You are viewing a plain text version of this content. The canonical link for it is here.
Posted to commits@spark.apache.org by gu...@apache.org on 2021/10/08 00:04:56 UTC
[spark] branch master updated: [SPARK-29871][ML] Catch all
exceptions for handling invalid images in image source
This is an automated email from the ASF dual-hosted git repository.

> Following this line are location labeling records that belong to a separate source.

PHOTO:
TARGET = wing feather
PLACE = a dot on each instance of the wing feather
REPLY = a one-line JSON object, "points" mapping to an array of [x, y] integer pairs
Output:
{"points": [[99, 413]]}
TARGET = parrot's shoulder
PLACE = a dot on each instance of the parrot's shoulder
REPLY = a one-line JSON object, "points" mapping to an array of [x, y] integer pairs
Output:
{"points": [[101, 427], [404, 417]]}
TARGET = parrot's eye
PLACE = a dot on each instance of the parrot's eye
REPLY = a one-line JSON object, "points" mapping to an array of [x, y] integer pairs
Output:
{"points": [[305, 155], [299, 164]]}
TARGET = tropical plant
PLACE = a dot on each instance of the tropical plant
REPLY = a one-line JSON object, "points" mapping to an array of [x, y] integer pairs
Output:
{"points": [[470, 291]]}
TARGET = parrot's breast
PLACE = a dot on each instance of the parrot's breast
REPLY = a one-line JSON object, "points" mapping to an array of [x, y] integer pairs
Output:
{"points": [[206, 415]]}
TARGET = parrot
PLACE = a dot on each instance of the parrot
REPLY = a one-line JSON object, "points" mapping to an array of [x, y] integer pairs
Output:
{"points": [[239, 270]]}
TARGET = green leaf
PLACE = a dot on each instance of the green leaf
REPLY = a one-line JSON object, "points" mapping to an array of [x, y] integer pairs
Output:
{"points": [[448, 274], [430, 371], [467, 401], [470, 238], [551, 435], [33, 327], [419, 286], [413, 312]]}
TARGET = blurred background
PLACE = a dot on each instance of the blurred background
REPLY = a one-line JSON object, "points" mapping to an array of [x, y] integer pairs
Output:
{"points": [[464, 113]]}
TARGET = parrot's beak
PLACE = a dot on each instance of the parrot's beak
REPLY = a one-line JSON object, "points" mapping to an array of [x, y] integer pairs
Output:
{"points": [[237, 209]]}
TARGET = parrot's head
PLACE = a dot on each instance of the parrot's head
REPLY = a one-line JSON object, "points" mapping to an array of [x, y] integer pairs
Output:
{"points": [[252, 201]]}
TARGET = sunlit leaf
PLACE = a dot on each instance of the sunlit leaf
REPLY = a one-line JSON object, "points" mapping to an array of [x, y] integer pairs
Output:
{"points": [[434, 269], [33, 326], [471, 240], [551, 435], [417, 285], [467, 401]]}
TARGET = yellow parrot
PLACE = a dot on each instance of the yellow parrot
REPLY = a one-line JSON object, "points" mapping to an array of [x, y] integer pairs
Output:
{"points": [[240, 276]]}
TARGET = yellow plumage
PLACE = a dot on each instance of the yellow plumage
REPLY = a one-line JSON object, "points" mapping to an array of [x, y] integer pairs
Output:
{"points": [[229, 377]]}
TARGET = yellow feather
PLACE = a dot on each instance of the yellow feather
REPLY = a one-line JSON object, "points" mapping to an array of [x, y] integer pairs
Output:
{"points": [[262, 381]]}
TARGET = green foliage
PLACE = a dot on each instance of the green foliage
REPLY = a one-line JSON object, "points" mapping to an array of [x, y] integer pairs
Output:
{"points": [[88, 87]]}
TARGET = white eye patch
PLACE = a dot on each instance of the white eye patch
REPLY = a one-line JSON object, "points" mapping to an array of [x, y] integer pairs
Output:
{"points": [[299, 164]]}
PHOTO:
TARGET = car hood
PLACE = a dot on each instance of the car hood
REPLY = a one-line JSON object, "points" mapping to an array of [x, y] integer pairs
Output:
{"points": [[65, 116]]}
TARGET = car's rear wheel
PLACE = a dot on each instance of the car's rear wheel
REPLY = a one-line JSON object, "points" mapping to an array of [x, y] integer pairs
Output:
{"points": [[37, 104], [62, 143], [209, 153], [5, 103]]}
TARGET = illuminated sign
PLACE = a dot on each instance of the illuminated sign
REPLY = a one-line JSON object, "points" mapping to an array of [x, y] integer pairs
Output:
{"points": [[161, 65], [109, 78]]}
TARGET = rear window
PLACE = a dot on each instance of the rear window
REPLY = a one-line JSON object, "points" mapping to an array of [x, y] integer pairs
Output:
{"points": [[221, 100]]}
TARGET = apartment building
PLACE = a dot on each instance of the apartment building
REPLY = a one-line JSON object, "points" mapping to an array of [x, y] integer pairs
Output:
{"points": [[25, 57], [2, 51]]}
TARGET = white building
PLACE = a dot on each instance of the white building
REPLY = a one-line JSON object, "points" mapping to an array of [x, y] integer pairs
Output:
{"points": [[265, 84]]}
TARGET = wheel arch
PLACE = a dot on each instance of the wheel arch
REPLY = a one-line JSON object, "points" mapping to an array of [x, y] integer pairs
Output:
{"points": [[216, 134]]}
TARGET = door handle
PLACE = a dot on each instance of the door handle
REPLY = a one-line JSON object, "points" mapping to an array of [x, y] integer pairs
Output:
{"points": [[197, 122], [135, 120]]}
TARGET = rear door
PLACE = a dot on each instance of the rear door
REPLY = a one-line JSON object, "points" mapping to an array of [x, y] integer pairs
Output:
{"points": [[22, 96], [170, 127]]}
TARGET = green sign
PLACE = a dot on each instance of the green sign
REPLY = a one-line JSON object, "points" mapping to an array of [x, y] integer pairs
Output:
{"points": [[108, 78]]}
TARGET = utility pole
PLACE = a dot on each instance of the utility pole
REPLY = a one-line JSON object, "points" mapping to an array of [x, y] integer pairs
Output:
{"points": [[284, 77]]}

gurwls223 pushed a commit to branch master
in repository https://gitbox.apache.org/repos/asf/spark.git
The following commit(s) were added to refs/heads/master by this push:
new 0ecc71b [SPARK-29871][ML] Catch all exceptions for handling invalid images in image source
0ecc71b is described below
commit 0ecc71bbf979f13e7260af93c4bffa8c133dc9ea
Author: Hyukjin Kwon <gu...@apache.org>
AuthorDate: Fri Oct 8 09:04:13 2021 +0900
[SPARK-29871][ML] Catch all exceptions for handling invalid images in image source
### What changes were proposed in this pull request?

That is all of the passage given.